Naberus - The Lost Reveries

Review

Melodischer Death Metal aus Australien – irgendwer? Wenn diese Frage in einigen Jahren erklingt, könnte die Antwort wie aus der Pistole geschossen kommen und “Klar! NABERUS!“ heißen. Zumindest sollte deren kürzlich veröffentlichtes äußerst melodisches und gleichzeitig sehr kraftvolles Debutalbum “The Lost Reveries“ die Konkurrenz aufhorchen lassen. Ist es doch ein starker Fingerzeig in Richtung der Spitzenposition des Melodic Death Metal.

Tiefes Growling vs. melodischem Klargesang

Von der ersten Sekunde an legen die vier Metalungs aus Melbourne los wie die Feuerwehr – und erinnern dabei immer wieder stark an MORS PRINCIPIUM EST. Eigentlich ist das auch nicht sonderlich verwunderlich, greifen NABERUS für “The Lost Reveries“ doch auf dieselben Zutaten zurück, welche auch den Stil der finnischen Death Metal-Combo ausmachen: Starkes, powervolles Riffing, mitreißende Melodielinien und dazu ein teils geniales Wechselspiel aus tiefen Growls und melodischen Cleanvocals.

Gerade mit Letzterem gelingt es Frontmann James Ash, richtig stark zu punkten. Was schlichtweg daran liegen dürfte, dass er nicht nur zwischen den beiden Gesangsstilen, sondern auch innerhalb derselben enorm variiert. Als Anspieltipp sei hier “Darkest Day“ empfohlen, in dem die Wechsel zwischen (teils geshouteten) Growls und Klargesang besonders schön gelungen sind. Wo wir gerade bei der gesanglichen Leistung sind: Überraschend passender Weise schaffen es NABERUS hier bisweilen sogar, sich auf die Spuren von LINKIN‘ PARK zu begeben: Vor allem die Choräle in “Close Your Eyes“ und “Vultures“ – hier außerdem auch der Sprechgesang – gehen glatt als Hommage an die Crossover-/Alternativeler aus den Staaten durch.

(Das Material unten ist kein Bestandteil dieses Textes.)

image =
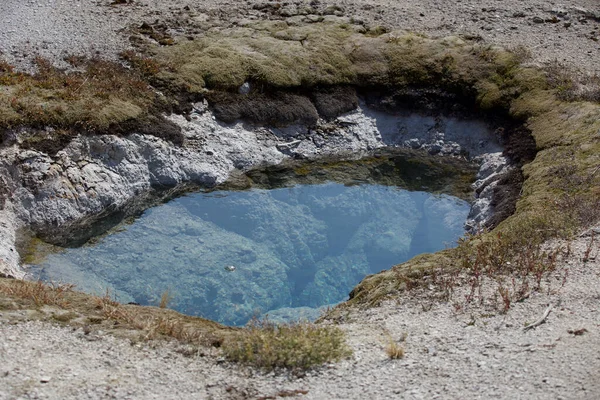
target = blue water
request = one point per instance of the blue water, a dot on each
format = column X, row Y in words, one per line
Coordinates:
column 229, row 256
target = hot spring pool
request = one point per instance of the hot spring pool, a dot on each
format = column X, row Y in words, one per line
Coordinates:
column 285, row 252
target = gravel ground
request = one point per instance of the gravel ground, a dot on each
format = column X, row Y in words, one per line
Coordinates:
column 470, row 353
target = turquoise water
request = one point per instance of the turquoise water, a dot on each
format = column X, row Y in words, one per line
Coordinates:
column 229, row 256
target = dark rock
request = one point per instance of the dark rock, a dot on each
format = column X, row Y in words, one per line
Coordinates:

Kraftvolle Riffs vs. filigrane Melodielinien

Auch musikalisch kann sich “The Lost Reveries“ – wie eingangs bereits angedeutet – durchaus sehen lassen. Vor allem die, sich immer wieder in den Vordergrund drängenden, äußerst melodischen Gitarrenlinien, bleiben direkt im Gehörgang hängen. Dabei treten sie mal als kraftvoll melodisches Riff (“Unmasked“, “Reveries“), mal als Melodielinie auf, die man – wie im vollends gelungenen Instrumental “Dirge For Sanity“ – sofort mitpfeifen will. Wem das jetzt ein wenig zu “soft“ klingt, sollte vielleicht mit “Darkest Day“ starten, dass nach einem leicht KREATORhaften Intro richtig stark und leicht wutentbrannt nach vorne geht – spontanes Nackenzucken, Beinwippen und Mähneschütteln sind (nicht nur) an dieser Stelle garantiert.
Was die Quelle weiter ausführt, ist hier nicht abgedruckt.